Baltimore is distinguishing itself on the political map. Put the recent Democratic primary victories of Sheila Dixon for mayor, Stephanie Rawlings-Blake for council president and Joan Pratt for comptroller together with Patricia C. Jessamy's reign as state's attorney and the city's major political offices are held by African-American women. Assuming that (in an overwhelmingly Democratic city) Ms. Dixon, Ms. Rawlings-Blake and Ms. Pratt prevail in November's general election, such a sweep of offices in a major city is setting precedents.
But the obvious question remains: In a city with daunting challenges, starting with a soaring murder rate, can these women provide a different kind of leadership that will result in significant improvements in the lives of their constituents?

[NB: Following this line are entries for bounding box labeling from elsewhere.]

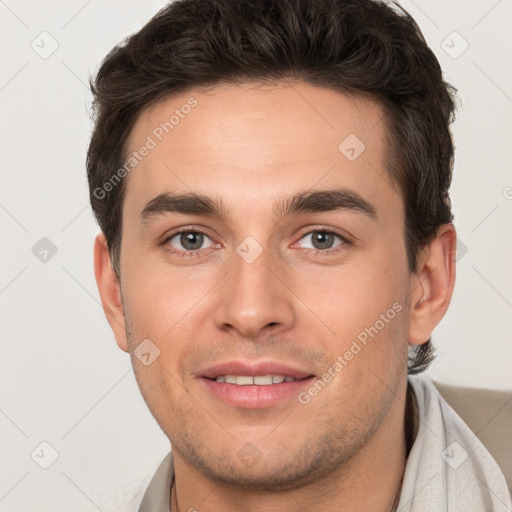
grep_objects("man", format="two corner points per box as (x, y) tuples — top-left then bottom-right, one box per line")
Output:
(88, 0), (512, 512)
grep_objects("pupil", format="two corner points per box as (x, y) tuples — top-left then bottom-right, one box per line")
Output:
(180, 233), (203, 251)
(313, 231), (333, 249)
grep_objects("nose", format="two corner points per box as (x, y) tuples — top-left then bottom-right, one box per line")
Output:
(214, 243), (295, 338)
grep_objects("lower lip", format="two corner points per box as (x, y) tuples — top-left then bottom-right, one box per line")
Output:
(201, 377), (314, 409)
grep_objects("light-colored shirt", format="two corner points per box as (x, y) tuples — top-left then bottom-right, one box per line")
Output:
(134, 375), (512, 512)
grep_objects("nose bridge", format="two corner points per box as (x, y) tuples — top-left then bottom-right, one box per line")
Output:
(215, 237), (294, 337)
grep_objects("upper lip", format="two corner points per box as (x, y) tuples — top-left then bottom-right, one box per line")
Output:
(198, 361), (313, 379)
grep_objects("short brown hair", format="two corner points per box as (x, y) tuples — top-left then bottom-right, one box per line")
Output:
(87, 0), (455, 374)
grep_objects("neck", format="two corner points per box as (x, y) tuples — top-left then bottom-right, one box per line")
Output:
(171, 385), (417, 512)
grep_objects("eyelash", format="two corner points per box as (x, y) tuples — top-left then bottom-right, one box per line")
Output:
(162, 228), (350, 258)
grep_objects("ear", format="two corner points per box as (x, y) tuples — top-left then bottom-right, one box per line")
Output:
(409, 224), (457, 345)
(94, 233), (128, 352)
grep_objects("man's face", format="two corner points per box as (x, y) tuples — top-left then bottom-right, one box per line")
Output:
(118, 83), (411, 488)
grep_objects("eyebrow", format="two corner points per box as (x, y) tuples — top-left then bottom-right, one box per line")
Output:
(140, 188), (377, 222)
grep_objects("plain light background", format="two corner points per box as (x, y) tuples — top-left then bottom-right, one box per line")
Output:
(0, 0), (512, 512)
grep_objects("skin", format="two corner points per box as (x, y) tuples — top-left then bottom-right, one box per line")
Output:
(95, 82), (456, 512)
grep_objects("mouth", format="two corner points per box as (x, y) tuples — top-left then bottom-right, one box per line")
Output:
(198, 362), (315, 409)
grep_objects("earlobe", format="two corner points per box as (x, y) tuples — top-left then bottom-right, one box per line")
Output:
(409, 224), (457, 345)
(94, 233), (128, 352)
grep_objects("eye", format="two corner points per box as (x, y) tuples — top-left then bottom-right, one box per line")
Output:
(301, 230), (347, 252)
(165, 231), (213, 252)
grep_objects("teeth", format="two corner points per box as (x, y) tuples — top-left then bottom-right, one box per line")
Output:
(215, 375), (296, 386)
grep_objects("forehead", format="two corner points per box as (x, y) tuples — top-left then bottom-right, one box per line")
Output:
(124, 82), (396, 221)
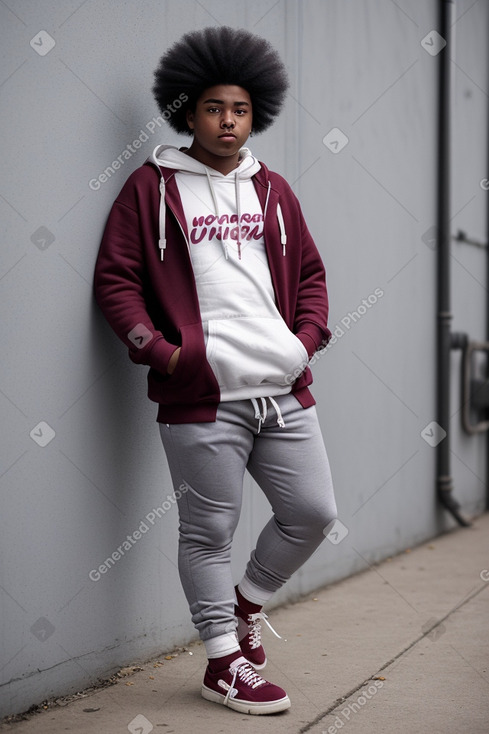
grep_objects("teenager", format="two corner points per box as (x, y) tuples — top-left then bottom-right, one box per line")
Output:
(95, 27), (336, 714)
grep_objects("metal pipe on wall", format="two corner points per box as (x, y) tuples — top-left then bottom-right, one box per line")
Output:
(436, 0), (470, 526)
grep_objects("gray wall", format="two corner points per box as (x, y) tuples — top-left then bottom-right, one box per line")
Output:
(0, 0), (488, 714)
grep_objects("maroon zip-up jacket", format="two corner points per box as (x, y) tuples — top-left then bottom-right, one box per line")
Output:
(94, 162), (331, 423)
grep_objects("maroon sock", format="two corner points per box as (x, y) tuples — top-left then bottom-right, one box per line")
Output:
(234, 586), (263, 614)
(208, 650), (243, 673)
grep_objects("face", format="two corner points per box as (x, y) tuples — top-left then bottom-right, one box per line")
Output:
(187, 84), (253, 167)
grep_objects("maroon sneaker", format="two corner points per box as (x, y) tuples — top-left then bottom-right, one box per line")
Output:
(202, 657), (290, 714)
(235, 606), (282, 670)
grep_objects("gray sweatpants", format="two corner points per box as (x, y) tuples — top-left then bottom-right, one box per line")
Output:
(160, 394), (336, 641)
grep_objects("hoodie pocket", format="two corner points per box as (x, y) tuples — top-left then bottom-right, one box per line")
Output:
(207, 317), (309, 390)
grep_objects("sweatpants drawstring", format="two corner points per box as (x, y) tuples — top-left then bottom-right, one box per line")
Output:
(250, 397), (285, 433)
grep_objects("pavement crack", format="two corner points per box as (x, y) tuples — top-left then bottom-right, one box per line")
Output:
(299, 583), (489, 734)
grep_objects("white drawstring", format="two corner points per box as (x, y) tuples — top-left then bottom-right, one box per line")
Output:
(234, 168), (241, 260)
(277, 204), (287, 257)
(205, 166), (228, 260)
(158, 176), (166, 262)
(268, 398), (285, 428)
(250, 397), (285, 433)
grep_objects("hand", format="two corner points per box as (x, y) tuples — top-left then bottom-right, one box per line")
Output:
(166, 347), (182, 375)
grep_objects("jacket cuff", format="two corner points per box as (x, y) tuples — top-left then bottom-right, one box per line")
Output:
(296, 323), (331, 359)
(148, 338), (178, 375)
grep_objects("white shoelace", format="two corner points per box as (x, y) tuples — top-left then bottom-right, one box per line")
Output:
(223, 663), (267, 705)
(248, 612), (287, 650)
(250, 397), (285, 433)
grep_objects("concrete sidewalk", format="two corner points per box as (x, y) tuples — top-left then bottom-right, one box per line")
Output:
(0, 514), (489, 734)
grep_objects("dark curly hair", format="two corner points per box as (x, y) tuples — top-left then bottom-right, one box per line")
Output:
(152, 26), (289, 134)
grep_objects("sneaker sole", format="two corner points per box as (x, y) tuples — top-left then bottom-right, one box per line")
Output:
(202, 686), (290, 715)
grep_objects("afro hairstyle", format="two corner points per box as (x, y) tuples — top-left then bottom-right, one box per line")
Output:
(152, 26), (289, 134)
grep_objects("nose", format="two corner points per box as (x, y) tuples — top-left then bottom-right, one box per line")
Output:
(221, 112), (234, 130)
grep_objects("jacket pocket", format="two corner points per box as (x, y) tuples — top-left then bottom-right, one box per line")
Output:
(148, 323), (217, 405)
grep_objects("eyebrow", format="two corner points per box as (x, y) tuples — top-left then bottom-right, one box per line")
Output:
(202, 97), (250, 107)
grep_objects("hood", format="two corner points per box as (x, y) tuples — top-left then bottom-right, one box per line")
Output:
(146, 145), (287, 261)
(147, 145), (261, 181)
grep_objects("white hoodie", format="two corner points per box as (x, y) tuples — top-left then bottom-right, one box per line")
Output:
(149, 145), (308, 401)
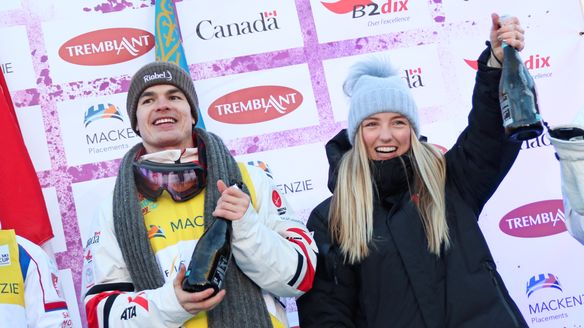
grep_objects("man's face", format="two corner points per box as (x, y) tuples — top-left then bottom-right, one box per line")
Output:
(136, 84), (195, 153)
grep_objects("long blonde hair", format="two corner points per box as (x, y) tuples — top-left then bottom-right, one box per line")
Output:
(329, 127), (450, 264)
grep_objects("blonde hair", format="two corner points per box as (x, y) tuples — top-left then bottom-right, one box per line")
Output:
(329, 127), (450, 264)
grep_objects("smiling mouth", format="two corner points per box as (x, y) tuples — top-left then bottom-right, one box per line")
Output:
(152, 117), (176, 125)
(375, 147), (397, 154)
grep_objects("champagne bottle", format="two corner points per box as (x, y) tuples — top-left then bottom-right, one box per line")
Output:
(499, 36), (543, 141)
(182, 218), (231, 295)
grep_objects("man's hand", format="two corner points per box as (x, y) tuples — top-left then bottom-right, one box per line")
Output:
(174, 264), (225, 315)
(491, 13), (525, 62)
(212, 180), (250, 221)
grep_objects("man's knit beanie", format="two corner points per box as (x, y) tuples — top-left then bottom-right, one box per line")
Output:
(126, 62), (199, 135)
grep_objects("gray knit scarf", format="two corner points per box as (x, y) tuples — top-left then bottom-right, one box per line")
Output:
(113, 129), (272, 328)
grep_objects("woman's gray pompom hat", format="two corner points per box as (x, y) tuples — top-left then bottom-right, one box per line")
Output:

Although their numbers have increased, women and women of color are still underrepresented in state and city politics. Nationally, women hold about 24 percent of statewide elective executive positions, according to the Center for American Women and Politics at Rutgers University, and women of color hold only about 1 percent of those positions. In the nation's 100 largest cities, the center cites Ms. Dixon and Shirley Franklin of Atlanta as the only two African-American women serving as mayor, bringing the historical grand total (starting in 1987) to six.
Ms. Dixon did not highlight her race or gender during the campaign. But since her primary victory last week, she has talked about approaching the job with more "sensitivity," which she attributes to her gender. Many of her priorities are centered on enhancing "human development" and "connecting the dots" to address the city's special challenges, such as the breakdown of families and neighborhoods. She sees government playing a critical role in providing support services, including drug treatment and job training, to help people take responsibility for themselves.
It's too soon to determine whether she and her sister officeholders can rally disaffected and disillusioned constituents to take back communities ravaged by crime and violence. Will they inspire more black women, already a dominant voting force in city elections and an important social force as breadwinners, parents and church members, to work even more diligently to turn the city around?
Historical milestones may be noteworthy, but what will really distinguish the city's top leadership sorority is not gender or race but their ability to present and execute bold and innovative ideas. At this critical juncture, what all Baltimoreans want from their leaders are answers and solutions.